Koozali.org: home of the SME Server

RAID Monitor Question

keyman0202

RAID Monitor Question
« on: December 08, 2006, 01:34:15 PM »
I'm fairly new to SME and Linux, but I've noticed a slow down in the server recently.   I received a message in the admin account mailbox that I've not seen before REBUILD20, REBUILD40, and REBUILD60.  

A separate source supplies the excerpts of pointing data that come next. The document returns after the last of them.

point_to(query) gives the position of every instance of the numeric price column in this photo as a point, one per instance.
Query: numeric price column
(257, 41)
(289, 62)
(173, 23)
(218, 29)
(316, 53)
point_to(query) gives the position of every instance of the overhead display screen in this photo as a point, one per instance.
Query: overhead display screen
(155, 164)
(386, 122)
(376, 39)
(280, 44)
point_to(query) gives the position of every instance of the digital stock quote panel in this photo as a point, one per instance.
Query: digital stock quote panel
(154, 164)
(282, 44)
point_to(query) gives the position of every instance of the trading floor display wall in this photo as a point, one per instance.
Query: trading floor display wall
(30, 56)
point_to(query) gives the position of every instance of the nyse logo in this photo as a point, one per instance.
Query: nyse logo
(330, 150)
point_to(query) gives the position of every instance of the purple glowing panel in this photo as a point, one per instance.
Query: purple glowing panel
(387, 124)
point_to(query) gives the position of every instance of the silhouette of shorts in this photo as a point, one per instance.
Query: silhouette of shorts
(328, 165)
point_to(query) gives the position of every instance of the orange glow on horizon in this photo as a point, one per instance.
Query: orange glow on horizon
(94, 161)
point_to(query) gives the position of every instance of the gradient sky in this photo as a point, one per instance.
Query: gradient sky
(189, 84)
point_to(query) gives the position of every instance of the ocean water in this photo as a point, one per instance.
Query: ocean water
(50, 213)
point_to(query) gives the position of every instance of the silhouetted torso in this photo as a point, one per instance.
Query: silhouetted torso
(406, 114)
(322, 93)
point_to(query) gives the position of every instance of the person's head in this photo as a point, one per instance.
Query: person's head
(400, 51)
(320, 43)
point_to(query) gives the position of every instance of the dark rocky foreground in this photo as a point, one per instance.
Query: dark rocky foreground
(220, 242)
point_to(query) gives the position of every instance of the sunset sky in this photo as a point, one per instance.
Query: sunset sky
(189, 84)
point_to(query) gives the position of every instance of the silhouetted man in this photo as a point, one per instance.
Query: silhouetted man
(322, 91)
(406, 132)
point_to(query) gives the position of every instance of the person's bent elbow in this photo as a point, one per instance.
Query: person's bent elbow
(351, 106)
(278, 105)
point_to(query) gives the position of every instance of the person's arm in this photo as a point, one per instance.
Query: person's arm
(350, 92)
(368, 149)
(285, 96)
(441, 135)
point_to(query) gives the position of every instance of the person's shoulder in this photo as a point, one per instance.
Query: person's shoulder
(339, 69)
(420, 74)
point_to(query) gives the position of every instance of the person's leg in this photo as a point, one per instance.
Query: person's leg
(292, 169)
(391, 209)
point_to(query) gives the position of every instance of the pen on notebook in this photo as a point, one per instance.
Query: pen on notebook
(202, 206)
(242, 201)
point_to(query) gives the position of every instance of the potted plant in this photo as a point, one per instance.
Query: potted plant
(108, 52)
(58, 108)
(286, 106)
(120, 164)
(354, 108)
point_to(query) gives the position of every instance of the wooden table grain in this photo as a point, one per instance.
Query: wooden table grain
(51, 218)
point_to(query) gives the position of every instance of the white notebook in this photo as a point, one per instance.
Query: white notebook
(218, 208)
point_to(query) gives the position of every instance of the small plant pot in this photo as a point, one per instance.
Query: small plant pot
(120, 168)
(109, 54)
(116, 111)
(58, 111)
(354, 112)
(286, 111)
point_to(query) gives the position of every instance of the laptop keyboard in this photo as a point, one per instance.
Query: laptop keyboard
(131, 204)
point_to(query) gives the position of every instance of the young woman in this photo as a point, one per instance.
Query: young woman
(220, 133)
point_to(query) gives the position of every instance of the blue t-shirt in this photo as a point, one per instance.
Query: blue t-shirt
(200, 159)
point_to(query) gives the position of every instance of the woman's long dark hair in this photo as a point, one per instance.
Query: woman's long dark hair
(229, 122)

Can someone review the log below and let me know if it is evident that I have a problem with my RAID configuration?

Thanks in advance!

2006-12-06 15:09:39.669615500 mdadm: only specify super-minor once, super-minor=2 ignored.
2006-12-06 15:09:39.669623500 mdadm: only specify super-minor once, super-minor=1 ignored.
2006-12-06 15:09:41.009164500 Event: SparesMissing, Device: /dev/md1, Member:
2006-12-06 15:09:41.176215500 Event: SparesMissing, Device: /dev/md2, Member:
2006-12-06 15:09:41.362868500 Event: NewArray, Device: /dev/md3, Member:
2006-12-06 15:25:35.774626500 mdadm: only specify super-minor once, super-minor=2 ignored.
2006-12-06 15:25:35.774635500 mdadm: only specify super-minor once, super-minor=1 ignored.
2006-12-06 15:25:38.814959500 Event: SparesMissing, Device: /dev/md1, Member:
2006-12-06 15:25:39.077569500 Event: SparesMissing, Device: /dev/md2, Member:
2006-12-06 15:25:39.310961500 Event: NewArray, Device: /dev/md3, Member:
2006-12-07 03:11:49.610587500 Event: Rebuild20, Device: /dev/md2, Member:
2006-12-07 16:03:27.694012500 Event: Rebuild40, Device: /dev/md2, Member:
2006-12-08 03:29:33.333764500 Event: Rebuild60, Device: /dev/md2, Member:

keyman0202

More info
« Reply #1 on: December 08, 2006, 01:45:57 PM »
Here's some output of my madm...I have 4 250M drives...I would really appreciate the help.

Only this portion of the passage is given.